O homem de insígnias pegou o cálice das mãos de Sônia com uma reverência grotesca. Ele o ergueu, e a adaga em sua outra mão pareceu vibrar com uma energia própria.
"O sangue do inocente, do purificado, alimentará a escuridão que nos serve!" sua voz ecoou na sala. "E o vaso do presente trará o poder para o futuro, amarrando o destino da Irmandade à eternidade!"

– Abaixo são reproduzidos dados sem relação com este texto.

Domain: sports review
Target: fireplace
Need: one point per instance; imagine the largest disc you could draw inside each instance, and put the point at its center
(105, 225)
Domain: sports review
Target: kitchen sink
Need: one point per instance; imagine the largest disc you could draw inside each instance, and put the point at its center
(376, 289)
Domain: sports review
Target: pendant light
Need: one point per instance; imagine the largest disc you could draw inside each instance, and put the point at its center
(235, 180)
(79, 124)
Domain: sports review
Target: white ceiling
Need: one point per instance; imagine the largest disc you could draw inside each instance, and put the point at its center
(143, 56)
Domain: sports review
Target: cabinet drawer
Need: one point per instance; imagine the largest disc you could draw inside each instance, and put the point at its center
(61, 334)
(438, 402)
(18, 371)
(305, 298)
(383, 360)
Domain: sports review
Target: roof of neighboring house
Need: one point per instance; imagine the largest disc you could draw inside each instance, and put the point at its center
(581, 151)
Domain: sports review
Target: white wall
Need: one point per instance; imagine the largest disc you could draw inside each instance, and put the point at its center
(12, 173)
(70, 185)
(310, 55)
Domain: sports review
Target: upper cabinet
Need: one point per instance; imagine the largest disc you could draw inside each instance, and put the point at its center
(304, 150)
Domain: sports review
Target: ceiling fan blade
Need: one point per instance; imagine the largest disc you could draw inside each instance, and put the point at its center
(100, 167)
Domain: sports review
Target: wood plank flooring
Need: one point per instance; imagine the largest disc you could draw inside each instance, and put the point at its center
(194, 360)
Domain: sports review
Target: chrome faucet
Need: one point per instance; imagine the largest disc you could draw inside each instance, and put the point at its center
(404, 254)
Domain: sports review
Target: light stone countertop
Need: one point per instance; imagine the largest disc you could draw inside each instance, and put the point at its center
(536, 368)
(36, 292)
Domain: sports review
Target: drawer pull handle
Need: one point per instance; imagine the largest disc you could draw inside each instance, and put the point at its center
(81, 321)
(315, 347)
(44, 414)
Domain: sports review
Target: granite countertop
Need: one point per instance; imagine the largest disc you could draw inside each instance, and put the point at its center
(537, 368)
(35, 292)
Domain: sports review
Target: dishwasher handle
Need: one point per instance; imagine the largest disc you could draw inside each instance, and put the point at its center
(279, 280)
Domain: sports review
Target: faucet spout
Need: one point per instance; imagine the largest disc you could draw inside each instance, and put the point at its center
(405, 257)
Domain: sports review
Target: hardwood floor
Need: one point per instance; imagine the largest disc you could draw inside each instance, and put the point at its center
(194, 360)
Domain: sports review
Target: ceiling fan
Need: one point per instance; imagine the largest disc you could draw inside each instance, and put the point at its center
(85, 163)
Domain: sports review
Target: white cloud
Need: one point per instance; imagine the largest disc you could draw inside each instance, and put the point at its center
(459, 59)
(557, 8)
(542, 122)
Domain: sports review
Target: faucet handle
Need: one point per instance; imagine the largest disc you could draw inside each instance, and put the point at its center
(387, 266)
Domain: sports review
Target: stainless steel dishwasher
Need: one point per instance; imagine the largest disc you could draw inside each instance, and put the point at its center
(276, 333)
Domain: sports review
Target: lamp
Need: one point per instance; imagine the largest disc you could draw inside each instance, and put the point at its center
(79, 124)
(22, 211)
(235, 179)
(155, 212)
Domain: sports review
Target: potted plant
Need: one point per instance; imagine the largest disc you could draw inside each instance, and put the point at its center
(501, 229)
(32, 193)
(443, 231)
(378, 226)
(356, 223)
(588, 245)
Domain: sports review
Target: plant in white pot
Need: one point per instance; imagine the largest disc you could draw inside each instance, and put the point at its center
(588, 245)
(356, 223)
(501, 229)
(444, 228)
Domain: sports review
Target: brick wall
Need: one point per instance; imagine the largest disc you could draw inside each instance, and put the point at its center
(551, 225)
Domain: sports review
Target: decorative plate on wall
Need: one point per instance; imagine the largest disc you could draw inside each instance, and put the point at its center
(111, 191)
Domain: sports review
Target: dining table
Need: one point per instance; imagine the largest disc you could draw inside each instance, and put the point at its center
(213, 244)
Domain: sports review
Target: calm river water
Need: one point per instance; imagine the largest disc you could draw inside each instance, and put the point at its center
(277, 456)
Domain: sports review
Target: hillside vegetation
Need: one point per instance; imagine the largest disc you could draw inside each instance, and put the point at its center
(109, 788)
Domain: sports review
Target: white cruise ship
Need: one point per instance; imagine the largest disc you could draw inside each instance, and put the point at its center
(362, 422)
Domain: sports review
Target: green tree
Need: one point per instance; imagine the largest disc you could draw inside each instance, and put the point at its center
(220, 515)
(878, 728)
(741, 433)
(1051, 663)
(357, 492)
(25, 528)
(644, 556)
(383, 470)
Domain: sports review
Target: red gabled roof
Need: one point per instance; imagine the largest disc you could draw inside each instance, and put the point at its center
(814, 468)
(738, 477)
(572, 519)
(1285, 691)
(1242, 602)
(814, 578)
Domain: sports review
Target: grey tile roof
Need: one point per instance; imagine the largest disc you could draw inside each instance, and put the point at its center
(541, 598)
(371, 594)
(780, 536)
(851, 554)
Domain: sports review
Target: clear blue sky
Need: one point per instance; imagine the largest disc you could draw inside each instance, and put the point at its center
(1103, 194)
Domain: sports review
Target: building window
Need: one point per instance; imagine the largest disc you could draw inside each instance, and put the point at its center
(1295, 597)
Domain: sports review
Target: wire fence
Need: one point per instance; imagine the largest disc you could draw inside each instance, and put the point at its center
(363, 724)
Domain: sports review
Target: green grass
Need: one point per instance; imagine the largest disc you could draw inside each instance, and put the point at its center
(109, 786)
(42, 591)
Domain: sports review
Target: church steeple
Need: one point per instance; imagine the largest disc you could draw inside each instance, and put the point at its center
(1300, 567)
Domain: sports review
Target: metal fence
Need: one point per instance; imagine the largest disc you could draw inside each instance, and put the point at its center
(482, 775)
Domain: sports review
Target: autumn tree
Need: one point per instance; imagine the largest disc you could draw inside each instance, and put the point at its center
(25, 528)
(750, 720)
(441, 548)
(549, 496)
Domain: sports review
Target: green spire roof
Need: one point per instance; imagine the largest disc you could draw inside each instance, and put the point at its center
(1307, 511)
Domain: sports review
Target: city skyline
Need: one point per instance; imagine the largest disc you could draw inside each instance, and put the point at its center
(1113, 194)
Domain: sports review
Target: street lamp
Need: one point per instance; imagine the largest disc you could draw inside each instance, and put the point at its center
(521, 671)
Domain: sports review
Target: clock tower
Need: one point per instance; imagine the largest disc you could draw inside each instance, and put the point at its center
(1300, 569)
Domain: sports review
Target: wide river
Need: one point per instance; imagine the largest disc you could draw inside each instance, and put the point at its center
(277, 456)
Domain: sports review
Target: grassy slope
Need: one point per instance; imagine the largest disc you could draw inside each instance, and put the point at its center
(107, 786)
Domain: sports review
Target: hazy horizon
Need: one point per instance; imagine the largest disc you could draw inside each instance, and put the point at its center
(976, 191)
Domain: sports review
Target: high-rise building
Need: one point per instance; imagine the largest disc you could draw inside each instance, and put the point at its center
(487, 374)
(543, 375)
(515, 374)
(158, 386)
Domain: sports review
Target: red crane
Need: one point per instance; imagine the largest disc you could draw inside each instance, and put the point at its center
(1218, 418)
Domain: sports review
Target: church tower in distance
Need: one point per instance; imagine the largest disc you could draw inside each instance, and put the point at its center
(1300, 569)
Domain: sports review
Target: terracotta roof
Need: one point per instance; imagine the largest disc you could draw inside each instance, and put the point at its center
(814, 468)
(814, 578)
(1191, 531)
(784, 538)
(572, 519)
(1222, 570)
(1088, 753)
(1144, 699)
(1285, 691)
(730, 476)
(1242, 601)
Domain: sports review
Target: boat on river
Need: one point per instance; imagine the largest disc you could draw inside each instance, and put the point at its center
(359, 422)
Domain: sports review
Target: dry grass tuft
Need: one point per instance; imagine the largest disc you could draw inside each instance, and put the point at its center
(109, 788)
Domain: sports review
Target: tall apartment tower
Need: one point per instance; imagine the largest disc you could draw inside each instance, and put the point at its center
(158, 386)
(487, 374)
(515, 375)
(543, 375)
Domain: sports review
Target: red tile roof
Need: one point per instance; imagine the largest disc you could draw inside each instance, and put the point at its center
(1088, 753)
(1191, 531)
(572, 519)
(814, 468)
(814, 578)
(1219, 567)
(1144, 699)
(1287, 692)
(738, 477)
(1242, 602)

Eles entenderam, então, a verdade monstruosa. Sônia não era apenas uma vítima a ser sacrificada. Ela era uma peça fundamental. Seu sacrifício, realizado através do tempo, no ponto de conexão entre as eras, não apenas "alimentaria O Eco", mas solidificaria o poder da seita, permitindo que sua influência maligna se estendesse de forma ininterrupta do passado até o presente e além. Ela era a âncora.
O homem baixou a adaga em direção ao pescoço do menino. O menino gemeu, um som de puro desespero.
Ricardo não pensou. O instinto de proteger sua amiga, de quebrar aquele ciclo de horror, foi mais forte que o medo. Com um grito de raiva e terror, ele empurrou o pesado armário de ferro com toda a força que tinha.
O armário caiu para a frente com um estrondo cataclísmico, estilhaçando a porta de vidro e espalhando frascos e instrumentos pelo chão. O barulho foi como um raio na sala silenciosa.
Por um segundo, tudo parou.
Os homens da Irmandade se viraram, seus rostos não de surpresa, mas de uma fúria gelada e ancestral. Os olhos vazios de Sônia piscaram. Por uma fração de segundo, algo do seu eu verdadeiro pareceu lutar por trás daquela névoa, um lampejo de pânico e reconhecimento.
E então, as luzes começaram a oscilar violentamente. As sombras nas paredes se contorceram, alongando-se e tomando formas que desafiavam a anatomia. Do portal temporal atrás deles, um vento gélido e fétido soprou, trazendo consigo um sussurro profundo e multifacetado que parecia rasgar a própria mente.
Eles haviam interrompido o ritual. Mas despertaram algo muito, muito pior.
O Eco estava acordado. E estava faminto.